Another reference appears at agupdate.com   (Blog entry updated July 10, 2019.)

Sutton enjoys a lesser connection to another of those 50 landmarks, the UC-Blackwelder Tomato Harvester.  The item only briefly describes this dual-pronged invention.

Early attempts to automate tomato harvesting resulted in smashed tomatoes and lots of red juice on the ground.  A three-way partnership between the University of California at Davis, Blackwelder Implement and the H. J. Heinz Company tackled the problem.  While the Blackwelder engineers worked on the machinery, UC-Davis developed a thick-skinned tomato that would withstand the mechanical picker.  Heinz ketchup processors had a major financial stake in the project and the Heinz representative to the project was Homer Anderson of the Tracy, California Heinz plant.  Homer was born in Saronville, Nebraska in 1910.

The Anderson family was among the first from our area to migrate to California in 1919.  As farms became larger and farmers became fewer, Sutton Germans migrated to Lodi, California and Saronville’s Swedes chose Turlock as their new home.

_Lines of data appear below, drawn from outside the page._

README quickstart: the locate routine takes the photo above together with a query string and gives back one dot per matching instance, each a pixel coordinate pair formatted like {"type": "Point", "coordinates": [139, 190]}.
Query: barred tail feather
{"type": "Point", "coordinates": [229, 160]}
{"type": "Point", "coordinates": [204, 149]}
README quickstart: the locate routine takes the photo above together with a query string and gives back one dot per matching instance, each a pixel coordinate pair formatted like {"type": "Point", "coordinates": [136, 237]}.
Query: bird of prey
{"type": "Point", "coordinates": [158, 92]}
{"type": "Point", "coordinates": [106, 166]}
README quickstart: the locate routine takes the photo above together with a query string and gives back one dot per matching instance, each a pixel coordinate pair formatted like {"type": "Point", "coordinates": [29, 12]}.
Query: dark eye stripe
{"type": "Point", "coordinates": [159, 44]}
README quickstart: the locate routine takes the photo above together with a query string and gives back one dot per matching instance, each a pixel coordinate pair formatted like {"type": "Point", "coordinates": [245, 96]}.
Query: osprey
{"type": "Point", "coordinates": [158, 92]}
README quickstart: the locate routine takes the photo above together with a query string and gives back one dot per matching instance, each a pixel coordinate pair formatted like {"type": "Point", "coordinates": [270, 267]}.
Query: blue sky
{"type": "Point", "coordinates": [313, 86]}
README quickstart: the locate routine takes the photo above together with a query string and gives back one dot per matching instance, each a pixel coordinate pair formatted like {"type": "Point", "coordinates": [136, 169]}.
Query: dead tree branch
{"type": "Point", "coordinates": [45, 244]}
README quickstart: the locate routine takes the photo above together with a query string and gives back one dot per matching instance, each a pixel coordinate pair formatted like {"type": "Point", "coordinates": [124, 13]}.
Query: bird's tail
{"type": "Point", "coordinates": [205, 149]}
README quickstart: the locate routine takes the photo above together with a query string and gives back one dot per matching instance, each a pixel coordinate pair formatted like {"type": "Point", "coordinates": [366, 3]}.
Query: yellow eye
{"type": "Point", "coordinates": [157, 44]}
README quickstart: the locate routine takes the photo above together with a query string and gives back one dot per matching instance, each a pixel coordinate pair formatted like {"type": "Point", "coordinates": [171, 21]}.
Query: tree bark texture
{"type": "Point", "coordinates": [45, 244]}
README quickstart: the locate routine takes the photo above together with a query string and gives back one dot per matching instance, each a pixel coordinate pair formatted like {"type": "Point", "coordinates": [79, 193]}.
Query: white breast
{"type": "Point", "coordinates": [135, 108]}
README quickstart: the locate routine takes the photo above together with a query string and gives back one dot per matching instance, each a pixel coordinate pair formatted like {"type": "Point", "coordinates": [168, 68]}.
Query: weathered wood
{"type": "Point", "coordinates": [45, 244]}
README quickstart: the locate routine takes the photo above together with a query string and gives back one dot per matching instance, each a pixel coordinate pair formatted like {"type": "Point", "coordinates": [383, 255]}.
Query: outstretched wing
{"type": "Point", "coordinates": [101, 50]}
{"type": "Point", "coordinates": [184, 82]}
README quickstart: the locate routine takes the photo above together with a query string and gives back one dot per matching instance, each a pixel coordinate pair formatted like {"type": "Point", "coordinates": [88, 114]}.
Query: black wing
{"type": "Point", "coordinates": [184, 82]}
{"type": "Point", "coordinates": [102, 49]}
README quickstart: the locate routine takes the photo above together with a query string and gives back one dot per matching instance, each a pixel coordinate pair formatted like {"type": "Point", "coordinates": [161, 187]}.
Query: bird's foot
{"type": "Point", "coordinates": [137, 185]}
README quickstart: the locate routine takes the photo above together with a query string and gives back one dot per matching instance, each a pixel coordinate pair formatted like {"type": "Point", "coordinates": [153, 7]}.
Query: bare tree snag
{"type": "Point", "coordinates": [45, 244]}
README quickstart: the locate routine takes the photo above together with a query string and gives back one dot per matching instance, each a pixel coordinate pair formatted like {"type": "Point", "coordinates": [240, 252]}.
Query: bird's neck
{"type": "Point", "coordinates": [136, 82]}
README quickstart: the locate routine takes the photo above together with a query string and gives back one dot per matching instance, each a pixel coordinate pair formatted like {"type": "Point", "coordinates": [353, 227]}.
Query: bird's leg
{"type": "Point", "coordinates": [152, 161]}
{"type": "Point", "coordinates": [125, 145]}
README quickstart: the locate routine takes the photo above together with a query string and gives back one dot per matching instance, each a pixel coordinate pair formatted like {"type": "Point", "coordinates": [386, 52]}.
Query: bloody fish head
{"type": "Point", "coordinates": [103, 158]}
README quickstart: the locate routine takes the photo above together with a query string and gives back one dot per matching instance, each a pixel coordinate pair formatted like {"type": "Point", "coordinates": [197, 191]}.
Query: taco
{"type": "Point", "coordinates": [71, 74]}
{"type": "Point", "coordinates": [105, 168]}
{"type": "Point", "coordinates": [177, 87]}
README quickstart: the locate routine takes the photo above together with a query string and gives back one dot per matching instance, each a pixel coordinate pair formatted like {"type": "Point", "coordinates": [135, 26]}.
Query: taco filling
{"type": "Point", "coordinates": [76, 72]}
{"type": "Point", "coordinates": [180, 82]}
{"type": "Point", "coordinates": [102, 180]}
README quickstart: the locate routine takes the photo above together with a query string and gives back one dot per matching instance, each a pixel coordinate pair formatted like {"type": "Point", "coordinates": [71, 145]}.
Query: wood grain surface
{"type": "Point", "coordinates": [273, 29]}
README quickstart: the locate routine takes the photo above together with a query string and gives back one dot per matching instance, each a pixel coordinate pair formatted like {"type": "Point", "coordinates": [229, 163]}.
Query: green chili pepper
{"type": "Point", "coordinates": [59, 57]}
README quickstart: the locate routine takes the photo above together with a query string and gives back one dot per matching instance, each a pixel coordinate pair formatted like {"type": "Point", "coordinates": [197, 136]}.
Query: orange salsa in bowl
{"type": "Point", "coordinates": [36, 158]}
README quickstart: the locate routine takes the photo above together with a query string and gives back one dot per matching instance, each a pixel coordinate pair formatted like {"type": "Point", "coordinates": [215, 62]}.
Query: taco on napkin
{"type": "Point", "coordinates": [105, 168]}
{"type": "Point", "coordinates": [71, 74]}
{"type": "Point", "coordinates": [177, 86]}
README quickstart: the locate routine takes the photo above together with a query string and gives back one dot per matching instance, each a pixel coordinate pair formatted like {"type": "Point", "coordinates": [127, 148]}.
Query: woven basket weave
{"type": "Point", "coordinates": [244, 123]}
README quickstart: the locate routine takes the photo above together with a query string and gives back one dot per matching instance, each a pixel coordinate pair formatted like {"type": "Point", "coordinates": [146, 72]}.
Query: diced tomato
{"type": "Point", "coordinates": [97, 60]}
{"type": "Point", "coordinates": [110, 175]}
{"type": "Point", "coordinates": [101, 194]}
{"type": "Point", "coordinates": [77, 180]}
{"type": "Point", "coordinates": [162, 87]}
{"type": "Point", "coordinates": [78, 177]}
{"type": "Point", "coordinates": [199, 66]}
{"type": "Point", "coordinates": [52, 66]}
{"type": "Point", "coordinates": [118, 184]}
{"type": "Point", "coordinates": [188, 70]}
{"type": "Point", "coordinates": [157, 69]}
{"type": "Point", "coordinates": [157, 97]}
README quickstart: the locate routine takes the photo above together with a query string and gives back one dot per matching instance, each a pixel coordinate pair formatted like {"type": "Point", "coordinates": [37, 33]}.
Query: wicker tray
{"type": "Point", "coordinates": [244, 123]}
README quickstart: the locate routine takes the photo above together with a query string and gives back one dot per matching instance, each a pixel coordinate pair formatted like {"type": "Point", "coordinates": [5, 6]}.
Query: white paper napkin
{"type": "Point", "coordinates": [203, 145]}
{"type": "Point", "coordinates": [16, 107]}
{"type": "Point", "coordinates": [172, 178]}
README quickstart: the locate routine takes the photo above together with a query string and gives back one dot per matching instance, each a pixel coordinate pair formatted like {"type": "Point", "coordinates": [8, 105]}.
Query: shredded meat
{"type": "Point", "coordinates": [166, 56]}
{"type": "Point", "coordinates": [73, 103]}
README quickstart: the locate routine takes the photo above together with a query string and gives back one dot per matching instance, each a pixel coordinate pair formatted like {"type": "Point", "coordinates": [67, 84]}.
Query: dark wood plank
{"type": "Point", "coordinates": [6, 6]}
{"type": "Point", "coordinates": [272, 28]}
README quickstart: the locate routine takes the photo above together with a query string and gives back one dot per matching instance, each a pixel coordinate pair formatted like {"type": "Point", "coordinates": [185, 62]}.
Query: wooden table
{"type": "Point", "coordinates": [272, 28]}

My source for the tomato harvester story?  Several delightful conversations with my father’s first cousin, Homer Anderson during the 21 years we lived in Tracy, California.

1 comment:

Jerry said...

We need to publicize this. We need some ideas for an exhibit at the museum to describe the invention. How about something for next year's Dugout Days? It seems like a big deal.